Oui, les forces de l’ordre doivent pouvoir accéder en temps réel aux images de vidéoprotection des réseaux de transports publics, le parcours des terroristes du Bataclan nous ayant prouvé une fois de plus que ceux-ci se déplacent aussi en transports en commun.

Oui, les personnes qui occupent des fonctions sensibles dans les entreprises de transports en commun doivent faire l’objet d’une enquête administrative, et il est heureux que le Sénat, rejoignant les propositions que j’avais portées en première lecture, ait étendu ce « criblage » aux personnels déjà en poste, comme le demandent d’ailleurs les entreprises de transport confrontées au phénomène de radicalisation.

Je regrette d’ailleurs que la CMP, qui a maintenu une demande de rapport sur le financement de la sécurisation des transports, n’ait pas réintroduit l’article 6 bis A inséré à mon initiative et relatif à la sécurisation des cabines de conducteurs de trains et de métros, ainsi qu’aux dispositifs permettant d’arrêter les trains à distance.

Parce que tout doit être mis en oeuvre pour sécuriser les transports, je regrette que ce texte, faute d’avoir retenu les améliorations proposées par l’opposition, notamment celles de M. Ciotti ou M. Darmanin, s’arrête au milieu du gué.

Il aurait fallu, comme nous le proposions, permettre aux agents de sécurité des transports habilités à porter une arme, de la porter hors service, comme c’est déjà le cas pour les policiers et policiers municipaux, afin de sécuriser tous les transports et lieux publics et éviter que des attentats comme celui qui a failli frapper le Thalys le 21 août dernier ne se reproduisent.

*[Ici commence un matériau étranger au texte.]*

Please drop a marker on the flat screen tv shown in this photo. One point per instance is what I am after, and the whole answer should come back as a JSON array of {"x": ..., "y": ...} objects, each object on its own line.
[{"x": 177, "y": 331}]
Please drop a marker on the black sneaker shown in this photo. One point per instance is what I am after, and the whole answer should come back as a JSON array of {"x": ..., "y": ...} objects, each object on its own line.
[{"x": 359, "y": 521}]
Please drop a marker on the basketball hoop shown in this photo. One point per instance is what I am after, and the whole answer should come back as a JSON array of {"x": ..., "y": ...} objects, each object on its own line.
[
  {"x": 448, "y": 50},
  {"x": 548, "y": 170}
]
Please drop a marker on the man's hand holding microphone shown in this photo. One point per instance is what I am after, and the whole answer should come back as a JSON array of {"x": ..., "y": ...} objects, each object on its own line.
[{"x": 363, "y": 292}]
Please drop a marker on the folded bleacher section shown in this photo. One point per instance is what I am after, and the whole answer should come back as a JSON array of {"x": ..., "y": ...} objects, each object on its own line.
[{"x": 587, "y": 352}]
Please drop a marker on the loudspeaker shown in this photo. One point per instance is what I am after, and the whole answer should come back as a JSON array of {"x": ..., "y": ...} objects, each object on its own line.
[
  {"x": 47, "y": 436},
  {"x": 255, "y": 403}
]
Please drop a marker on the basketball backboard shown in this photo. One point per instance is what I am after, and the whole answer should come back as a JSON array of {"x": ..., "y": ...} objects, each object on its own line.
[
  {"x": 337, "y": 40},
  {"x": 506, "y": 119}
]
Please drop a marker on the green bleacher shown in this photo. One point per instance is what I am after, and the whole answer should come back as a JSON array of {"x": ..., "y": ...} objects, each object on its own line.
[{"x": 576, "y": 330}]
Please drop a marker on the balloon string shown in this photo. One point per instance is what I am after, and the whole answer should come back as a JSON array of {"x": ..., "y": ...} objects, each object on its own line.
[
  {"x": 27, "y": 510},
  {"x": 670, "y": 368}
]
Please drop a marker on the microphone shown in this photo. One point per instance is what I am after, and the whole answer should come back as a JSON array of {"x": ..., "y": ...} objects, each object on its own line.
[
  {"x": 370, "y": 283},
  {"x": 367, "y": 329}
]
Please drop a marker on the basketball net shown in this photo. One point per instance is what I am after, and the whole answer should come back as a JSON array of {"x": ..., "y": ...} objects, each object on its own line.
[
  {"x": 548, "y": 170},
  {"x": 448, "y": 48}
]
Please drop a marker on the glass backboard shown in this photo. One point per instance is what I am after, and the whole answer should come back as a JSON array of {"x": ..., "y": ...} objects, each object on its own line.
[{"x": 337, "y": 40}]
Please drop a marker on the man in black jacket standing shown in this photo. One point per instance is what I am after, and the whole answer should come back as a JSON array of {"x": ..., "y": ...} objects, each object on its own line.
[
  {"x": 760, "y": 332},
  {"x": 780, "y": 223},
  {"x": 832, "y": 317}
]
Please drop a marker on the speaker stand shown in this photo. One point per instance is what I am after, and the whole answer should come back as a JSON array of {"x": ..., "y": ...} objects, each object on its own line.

Il aurait fallu lever la condition de consentement préalable à la fouille de bagages ou à la palpation de sécurité, ne pas les conditionner à l’autorisation du Procureur, au risque de surcharger ce magistrat au-delà du fait que le délai d’immobilisation de trente minutes pourrait ne pas être suffisant pour le contacter, et poser clairement dans la loi le principe que tout refus de se plier à ces contrôles entraîne refoulement et interdiction d’accéder au réseau de transports.

Il aurait fallu rendre obligatoire la justification de l’identité dans les transports pour tous les passagers, et permettre aux agents de sécurité ferroviaire de procéder à des vérifications d’identité dans ces lieux.

La limitation de la justification de l’identité aux seuls passagers qui n’ont pas de titre de transport risque d’être inopérante, puisque les fraudeurs se garderont de présenter leurs papiers !

Si la pénalisation des mutuelles de fraudeurs était indispensable, il est dommage d’avoir limité à cinq au lieu de trois le nombre de fraudes caractérisant le délit d’habitude.

L’adoption d’un de nos amendements permettra néanmoins de centraliser le signalement de l’usurpation d’identité révélée par les croisements de fichiers administratifs dans le cadre du recouvrement des amendes par les opérateurs de transports.

En conclusion, le groupe Les Républicains votera ce texte, fidèle à son engagement dans la guerre contre le terrorisme. Mais nous espérons que vous ne serez pas obligé, monsieur le secrétaire d’État, d’adapter de nouveau dans quelques mois notre droit en réaction aux événements, alors que l’opposition ne cesse de vous proposer d’anticiper la menace. Vous auriez tort de ne pas en profiter.